The corn was planted, Lang had his half dollar, all parties were satisfied, and the bird was voted a pattern of industry. Should not such a bird be spared the fatal shot from the fowler's gun? Certainly, if for no other reason than cheering on to industry, and enlivening the hours of daily labor, he should live to sing the same old song by the shores of the Mystic for years yet to come. But he does more than enliven a dull hour by his sweet song; he is a valuable apprentice in the field of the orchardist; he is a worker, a destructive force that needs no apparatus to set it in motion; he is ever ready to act in obedience to his natural instincts.

In many of our field birds is seen a result of instinct that, to the uninitiated, seems almost wonderful in itself. I have seen one single pair of thrushes, who had made a nest in my garden, destroy upwards of three hundred of caterpillars of a single morning, or in the short period of three hours. Now, if they would destroy such a number in the short space of three hours, of a morning, is it unreasonable to suppose the same pair of birds, with the wants of a rising family to supply, would not, in the course of a single day, destroy six hundred caterpillars?

I think my estimate will be received as fair and reliable.
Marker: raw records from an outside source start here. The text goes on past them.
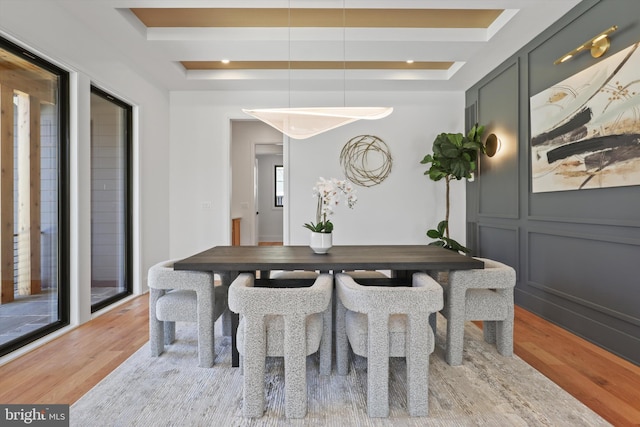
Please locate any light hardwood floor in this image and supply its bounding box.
[0,295,640,426]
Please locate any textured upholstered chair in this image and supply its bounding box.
[148,260,231,368]
[229,273,333,418]
[335,273,443,417]
[438,258,516,366]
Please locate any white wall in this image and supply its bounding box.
[171,88,466,252]
[0,0,169,324]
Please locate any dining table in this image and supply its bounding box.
[173,245,484,367]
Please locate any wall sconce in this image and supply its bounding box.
[554,25,618,65]
[484,133,502,157]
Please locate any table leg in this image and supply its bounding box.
[231,313,240,368]
[220,271,240,368]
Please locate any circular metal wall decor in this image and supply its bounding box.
[340,135,392,187]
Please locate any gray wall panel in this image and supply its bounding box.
[528,232,640,326]
[478,62,519,218]
[478,224,520,280]
[466,0,640,365]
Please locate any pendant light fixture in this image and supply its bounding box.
[242,0,393,139]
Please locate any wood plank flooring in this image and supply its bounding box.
[0,295,640,426]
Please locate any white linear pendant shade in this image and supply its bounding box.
[242,107,393,139]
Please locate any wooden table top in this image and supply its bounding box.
[174,245,484,271]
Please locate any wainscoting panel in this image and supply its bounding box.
[526,230,640,326]
[478,61,520,219]
[478,224,520,281]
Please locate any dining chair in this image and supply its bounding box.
[148,260,231,368]
[430,258,516,366]
[229,273,333,418]
[335,273,443,417]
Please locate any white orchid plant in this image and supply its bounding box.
[304,177,358,233]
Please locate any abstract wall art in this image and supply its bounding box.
[530,43,640,193]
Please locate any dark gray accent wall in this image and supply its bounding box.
[466,0,640,365]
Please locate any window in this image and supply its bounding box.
[0,38,69,355]
[273,165,284,208]
[91,87,132,311]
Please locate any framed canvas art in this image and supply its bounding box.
[530,43,640,193]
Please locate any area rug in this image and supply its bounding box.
[70,317,609,427]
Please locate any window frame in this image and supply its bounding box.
[0,36,71,357]
[91,84,133,313]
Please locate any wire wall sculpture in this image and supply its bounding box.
[340,135,392,187]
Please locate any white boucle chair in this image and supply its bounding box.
[430,258,516,366]
[335,273,443,417]
[229,273,333,418]
[148,260,231,368]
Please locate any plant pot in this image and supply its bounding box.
[309,231,333,254]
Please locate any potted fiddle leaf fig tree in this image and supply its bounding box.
[420,123,485,254]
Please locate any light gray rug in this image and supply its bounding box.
[70,317,609,427]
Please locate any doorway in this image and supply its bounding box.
[230,120,286,246]
[255,144,285,245]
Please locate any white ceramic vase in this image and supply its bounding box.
[309,231,333,254]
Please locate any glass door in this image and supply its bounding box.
[0,38,69,355]
[91,87,132,311]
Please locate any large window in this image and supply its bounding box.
[0,38,69,355]
[91,87,132,311]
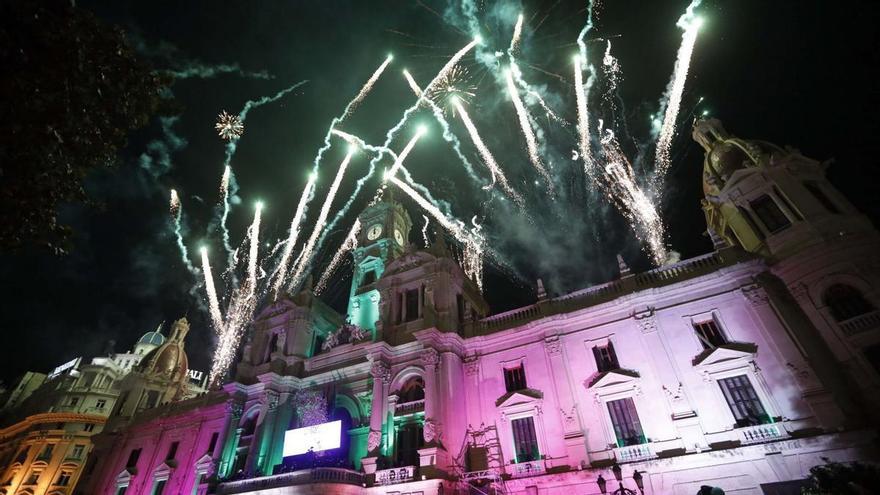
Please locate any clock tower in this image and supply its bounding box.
[348,188,412,337]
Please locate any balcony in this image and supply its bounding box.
[840,311,880,337]
[376,466,416,486]
[217,468,364,495]
[614,443,654,463]
[394,399,425,416]
[510,461,546,478]
[737,423,788,445]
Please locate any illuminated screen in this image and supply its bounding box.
[282,421,342,457]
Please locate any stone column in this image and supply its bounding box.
[217,400,244,478]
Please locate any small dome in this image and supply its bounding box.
[138,332,165,346]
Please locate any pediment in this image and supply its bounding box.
[693,344,758,367]
[495,389,544,409]
[587,369,639,389]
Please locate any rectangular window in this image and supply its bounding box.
[504,365,526,392]
[804,182,840,213]
[510,416,541,462]
[718,375,770,427]
[55,471,71,486]
[608,397,646,447]
[165,442,180,461]
[151,480,168,495]
[125,449,141,468]
[406,289,419,321]
[593,341,620,372]
[208,431,220,454]
[749,194,791,234]
[694,319,727,349]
Now I esteem a pair of thrushes and golden robins as almost equal to one hand at killing caterpillars per day; the birds are not afraid of killing the worm, while some farm laborers had much rather eat plum pudding within doors than kill these troublesome fellows with their fingers out of doors.
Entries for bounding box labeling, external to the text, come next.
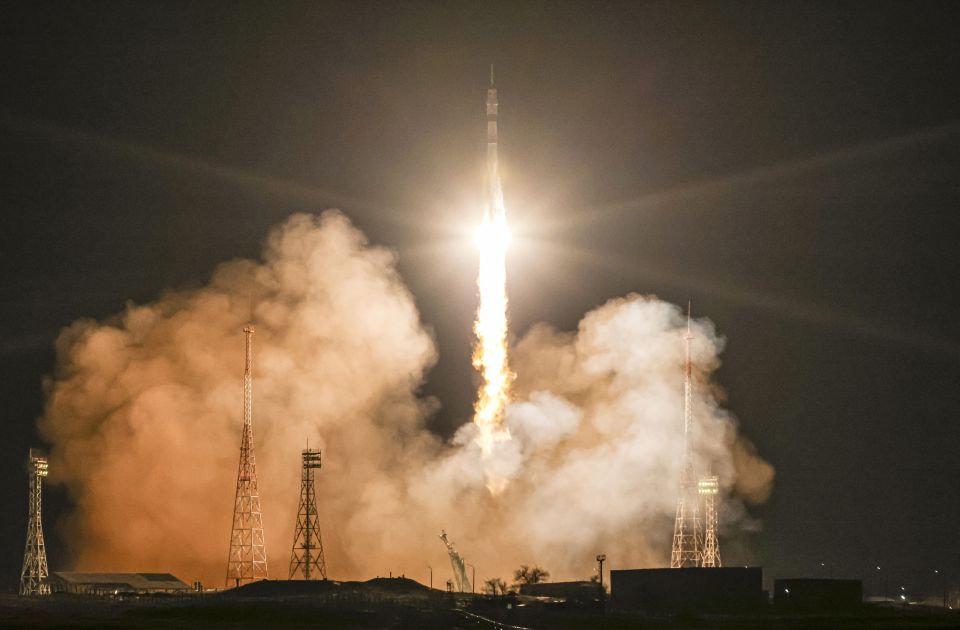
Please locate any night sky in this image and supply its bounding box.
[0,2,960,593]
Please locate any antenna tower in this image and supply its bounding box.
[289,448,327,580]
[699,475,723,567]
[670,304,703,569]
[226,324,267,586]
[20,448,50,595]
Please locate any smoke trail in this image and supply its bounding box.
[41,212,773,583]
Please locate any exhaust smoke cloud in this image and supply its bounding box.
[40,211,773,584]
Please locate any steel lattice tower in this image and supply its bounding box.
[226,324,267,586]
[700,475,723,567]
[670,305,702,569]
[289,448,327,580]
[20,449,50,595]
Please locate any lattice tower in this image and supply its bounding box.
[440,530,472,593]
[226,325,267,586]
[670,305,703,569]
[699,475,723,567]
[20,449,50,595]
[289,448,327,580]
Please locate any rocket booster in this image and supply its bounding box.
[486,64,503,213]
[487,65,497,151]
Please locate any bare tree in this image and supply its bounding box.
[483,578,507,595]
[513,564,550,587]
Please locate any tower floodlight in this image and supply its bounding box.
[670,303,703,569]
[440,530,473,593]
[289,448,327,580]
[226,324,267,586]
[20,449,50,595]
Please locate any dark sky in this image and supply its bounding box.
[0,2,960,590]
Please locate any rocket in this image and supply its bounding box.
[486,64,503,216]
[487,64,497,157]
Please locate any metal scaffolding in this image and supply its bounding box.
[289,448,327,580]
[226,325,267,586]
[699,475,723,567]
[670,305,703,569]
[20,449,50,595]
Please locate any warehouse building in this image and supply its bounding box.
[47,571,193,595]
[610,567,766,613]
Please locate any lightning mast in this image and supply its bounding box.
[226,324,267,586]
[670,304,703,569]
[289,448,327,580]
[440,530,472,593]
[20,449,50,595]
[699,475,723,567]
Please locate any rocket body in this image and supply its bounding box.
[485,72,503,222]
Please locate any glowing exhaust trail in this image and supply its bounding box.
[473,66,513,478]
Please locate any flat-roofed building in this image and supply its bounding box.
[47,571,193,595]
[610,567,765,613]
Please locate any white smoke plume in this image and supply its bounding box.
[41,211,773,585]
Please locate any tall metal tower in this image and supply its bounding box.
[289,448,327,580]
[20,448,50,595]
[440,530,473,593]
[670,304,703,569]
[699,475,723,567]
[226,324,267,586]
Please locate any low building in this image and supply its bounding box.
[610,567,765,613]
[47,571,193,595]
[773,578,863,611]
[520,582,600,602]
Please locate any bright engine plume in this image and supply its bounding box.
[473,67,513,482]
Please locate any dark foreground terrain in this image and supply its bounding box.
[0,579,960,630]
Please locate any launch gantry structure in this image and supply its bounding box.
[20,449,50,595]
[440,530,473,593]
[670,305,703,569]
[226,324,267,586]
[699,475,723,567]
[289,448,327,580]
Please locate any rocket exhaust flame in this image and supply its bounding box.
[473,66,514,493]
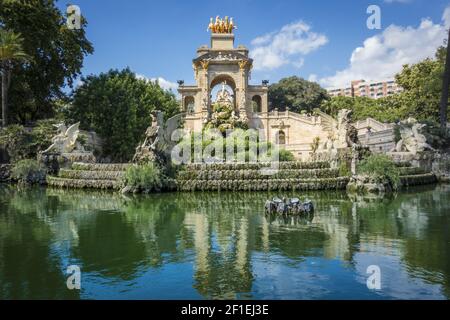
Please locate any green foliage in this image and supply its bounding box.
[269,76,328,112]
[339,161,352,177]
[311,137,320,153]
[357,155,400,190]
[124,163,164,191]
[205,103,248,135]
[11,159,46,184]
[178,130,295,162]
[0,28,29,127]
[0,0,93,123]
[395,47,446,122]
[320,95,406,122]
[68,69,178,162]
[279,149,295,161]
[0,119,56,163]
[320,47,446,122]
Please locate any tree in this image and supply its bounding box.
[440,29,450,134]
[395,47,448,122]
[269,76,328,112]
[0,0,93,123]
[0,29,28,127]
[320,95,406,122]
[68,69,179,161]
Therefore we say, spare the birds in the garden. Who has not watched with much pleasure the labor of one robin to take care of the little fledgelings who have just left the parental nest, and are seen every morning hopping up and down the gravelled road, or near the fountain 1 Do you not hear their familiar "pip-pup-pip," as, with wings drooping through helplessness, they utter their morning cry for food ! I have seen one old male bird, in the space of a single hour, catch and give to its young fifteen large caterpillars.

The robin is one of the most industrious of our familiar household birds; and as he is so great a friend to man, should find in man a generous protector; and we are pleased to know that our farmers, particularly in Massachusetts, are taking more effective measures for the protection of the birds. It is high time that long-legged, half-grown boys, had a better business than prowling through grass lands, over gardens, and about houses, shooting every robin and blue-bird, and every other inoffensive little bird to be seen. Let our yeomanry unite in passing a law, with penalties annexed, against the practice of this wanton, useless sport, and it will cease. In the economy of nature, these little winged ones play a most important part, and are of the most incalculable benefit to the husbandman. Several other reasons why they should be protected and loved, instead of maimed, driven away, and shot, I will tell you in my next paper.
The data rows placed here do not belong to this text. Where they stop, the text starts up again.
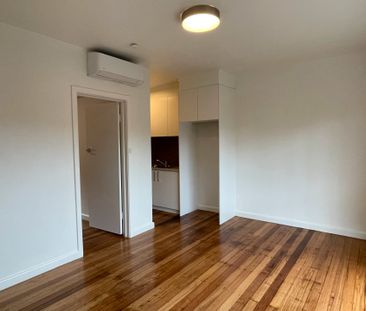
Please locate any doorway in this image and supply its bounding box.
[73,88,129,244]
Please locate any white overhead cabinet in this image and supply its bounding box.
[150,95,179,137]
[179,70,236,224]
[179,85,219,122]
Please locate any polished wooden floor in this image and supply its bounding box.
[0,211,366,311]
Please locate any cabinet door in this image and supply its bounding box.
[197,85,219,121]
[179,89,198,122]
[150,96,168,136]
[168,96,179,136]
[153,170,179,211]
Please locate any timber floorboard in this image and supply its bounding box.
[0,211,366,311]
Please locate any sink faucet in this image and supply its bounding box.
[155,159,168,168]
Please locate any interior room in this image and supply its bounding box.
[0,0,366,311]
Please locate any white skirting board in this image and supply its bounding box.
[0,251,83,291]
[197,204,219,213]
[235,210,366,240]
[153,205,179,214]
[130,222,155,238]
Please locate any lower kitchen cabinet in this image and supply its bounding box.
[152,169,179,211]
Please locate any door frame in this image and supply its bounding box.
[71,86,130,254]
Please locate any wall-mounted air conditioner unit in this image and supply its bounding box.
[88,52,146,86]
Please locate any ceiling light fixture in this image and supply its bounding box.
[181,4,220,32]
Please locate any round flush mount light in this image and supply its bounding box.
[181,4,220,32]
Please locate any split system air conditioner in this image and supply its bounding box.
[88,52,146,86]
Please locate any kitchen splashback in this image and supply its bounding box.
[151,136,179,167]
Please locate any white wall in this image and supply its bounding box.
[0,24,153,289]
[237,53,366,238]
[194,121,219,212]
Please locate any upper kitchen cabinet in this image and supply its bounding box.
[179,85,219,122]
[197,85,219,121]
[179,70,235,122]
[179,89,198,122]
[150,96,168,137]
[150,87,179,137]
[167,96,179,136]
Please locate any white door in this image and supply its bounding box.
[85,102,122,234]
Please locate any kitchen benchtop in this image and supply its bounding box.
[152,167,179,172]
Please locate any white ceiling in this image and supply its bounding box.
[0,0,366,86]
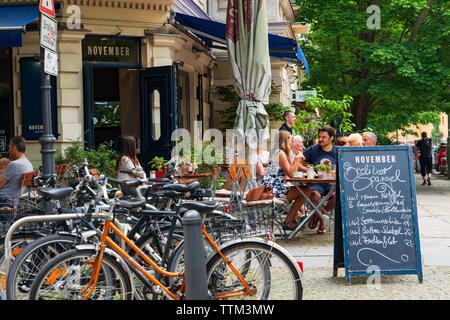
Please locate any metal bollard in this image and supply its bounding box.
[183,210,208,300]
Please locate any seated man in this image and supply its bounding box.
[303,126,337,233]
[0,137,33,207]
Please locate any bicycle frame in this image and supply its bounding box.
[80,215,256,300]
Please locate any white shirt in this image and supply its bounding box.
[117,156,146,180]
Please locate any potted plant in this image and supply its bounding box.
[148,157,167,179]
[314,164,330,179]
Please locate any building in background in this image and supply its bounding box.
[0,0,214,167]
[0,0,306,168]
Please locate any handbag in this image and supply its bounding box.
[245,185,273,201]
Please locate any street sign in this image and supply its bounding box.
[295,90,317,102]
[41,14,57,52]
[44,49,58,77]
[39,0,55,18]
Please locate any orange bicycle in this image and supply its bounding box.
[30,201,303,300]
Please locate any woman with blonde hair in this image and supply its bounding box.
[347,133,362,147]
[262,131,310,230]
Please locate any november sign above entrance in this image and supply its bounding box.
[83,39,139,63]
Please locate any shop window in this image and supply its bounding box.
[0,48,13,156]
[152,89,161,141]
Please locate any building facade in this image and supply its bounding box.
[0,0,308,168]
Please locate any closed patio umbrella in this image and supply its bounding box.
[226,0,271,173]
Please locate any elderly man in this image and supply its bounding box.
[0,137,33,207]
[363,132,377,147]
[303,126,337,234]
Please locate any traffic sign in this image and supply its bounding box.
[39,0,55,18]
[44,49,58,77]
[41,14,58,52]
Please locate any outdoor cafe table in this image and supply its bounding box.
[285,177,336,239]
[175,172,213,183]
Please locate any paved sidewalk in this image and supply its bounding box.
[277,173,450,300]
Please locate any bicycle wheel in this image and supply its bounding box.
[0,233,43,299]
[6,234,78,300]
[30,249,132,300]
[206,239,303,300]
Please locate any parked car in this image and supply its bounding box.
[434,142,447,174]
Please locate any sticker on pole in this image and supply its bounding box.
[41,14,58,52]
[44,49,58,77]
[39,0,55,18]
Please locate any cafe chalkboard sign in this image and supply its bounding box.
[338,146,422,284]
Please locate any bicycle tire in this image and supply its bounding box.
[29,249,133,300]
[130,227,183,300]
[206,239,303,300]
[6,234,79,300]
[0,232,43,300]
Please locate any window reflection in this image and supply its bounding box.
[152,89,161,140]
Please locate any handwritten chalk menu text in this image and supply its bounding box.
[338,146,421,281]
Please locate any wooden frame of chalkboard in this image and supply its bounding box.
[335,146,423,285]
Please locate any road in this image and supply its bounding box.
[277,174,450,300]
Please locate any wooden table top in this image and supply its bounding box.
[285,177,336,183]
[175,172,212,179]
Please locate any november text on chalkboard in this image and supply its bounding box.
[338,146,422,282]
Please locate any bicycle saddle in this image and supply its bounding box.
[154,190,183,199]
[116,199,146,209]
[38,187,73,200]
[181,201,219,213]
[163,181,200,193]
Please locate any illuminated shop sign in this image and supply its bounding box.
[83,38,140,63]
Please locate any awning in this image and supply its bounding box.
[175,13,309,74]
[172,0,211,20]
[0,4,39,48]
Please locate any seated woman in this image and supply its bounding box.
[115,136,146,180]
[262,131,311,230]
[256,146,270,185]
[347,133,362,147]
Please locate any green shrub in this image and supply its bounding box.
[55,137,119,178]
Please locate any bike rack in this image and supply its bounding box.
[5,212,106,278]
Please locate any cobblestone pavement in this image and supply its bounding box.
[277,174,450,300]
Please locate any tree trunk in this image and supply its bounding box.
[352,95,369,131]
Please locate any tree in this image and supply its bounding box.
[296,0,450,130]
[292,91,354,142]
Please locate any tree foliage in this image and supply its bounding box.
[292,91,354,142]
[296,0,450,130]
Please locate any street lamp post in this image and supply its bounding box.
[447,112,450,180]
[39,0,58,178]
[39,67,56,178]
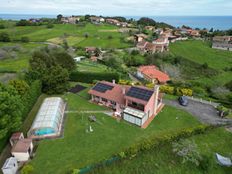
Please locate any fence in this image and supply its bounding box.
[187,96,220,108]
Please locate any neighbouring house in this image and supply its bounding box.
[152,37,169,53]
[105,18,120,26]
[11,138,33,162]
[2,157,18,174]
[134,33,148,42]
[28,97,66,139]
[88,81,164,128]
[10,132,24,146]
[136,65,170,84]
[144,26,155,31]
[212,36,232,51]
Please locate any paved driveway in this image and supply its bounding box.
[164,100,232,125]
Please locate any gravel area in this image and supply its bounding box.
[164,100,232,125]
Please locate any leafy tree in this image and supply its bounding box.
[21,36,30,43]
[42,66,69,94]
[56,14,63,22]
[9,80,30,96]
[172,139,202,166]
[0,83,24,139]
[0,32,10,42]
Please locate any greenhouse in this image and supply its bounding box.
[29,97,65,137]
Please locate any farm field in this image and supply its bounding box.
[31,87,200,174]
[0,42,43,72]
[92,128,232,174]
[170,40,232,86]
[1,24,130,48]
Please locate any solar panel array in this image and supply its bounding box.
[126,86,153,101]
[93,83,113,93]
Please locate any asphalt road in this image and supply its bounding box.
[164,100,232,125]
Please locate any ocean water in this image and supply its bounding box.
[127,16,232,30]
[0,14,232,30]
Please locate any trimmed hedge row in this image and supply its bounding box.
[76,125,215,174]
[22,80,42,118]
[70,71,119,83]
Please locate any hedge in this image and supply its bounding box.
[22,80,42,118]
[70,71,119,83]
[74,125,215,174]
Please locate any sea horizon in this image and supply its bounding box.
[0,13,232,30]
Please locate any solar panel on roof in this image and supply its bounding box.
[93,83,113,93]
[126,86,153,101]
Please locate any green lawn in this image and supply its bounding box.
[90,128,232,174]
[170,40,232,87]
[0,42,43,72]
[170,40,232,70]
[31,89,200,174]
[1,24,131,48]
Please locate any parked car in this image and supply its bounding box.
[178,96,188,106]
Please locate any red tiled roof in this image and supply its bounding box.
[11,138,32,152]
[88,81,129,104]
[138,65,170,83]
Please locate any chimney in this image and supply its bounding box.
[122,87,126,95]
[We are most decidedly in favor of stringent laws for the protection of birds. In some of the states there are already good laws on the statute books to meet the case; but, unfortunately, public sentiment is mainly wrong here. There is a very prevalent opinion that birds are not the friends of the fruit-grower; but this is undoubtedly a great mistake. It is true that some birds eat our cherries and strawberries, the cat bird especially; but even these more than compensate us in the destruction of myriads of insects that, if left to themselves, would well-nigh destroy every thing we grow. Let the birds, then, be protected from unnecessary destruction. - ED].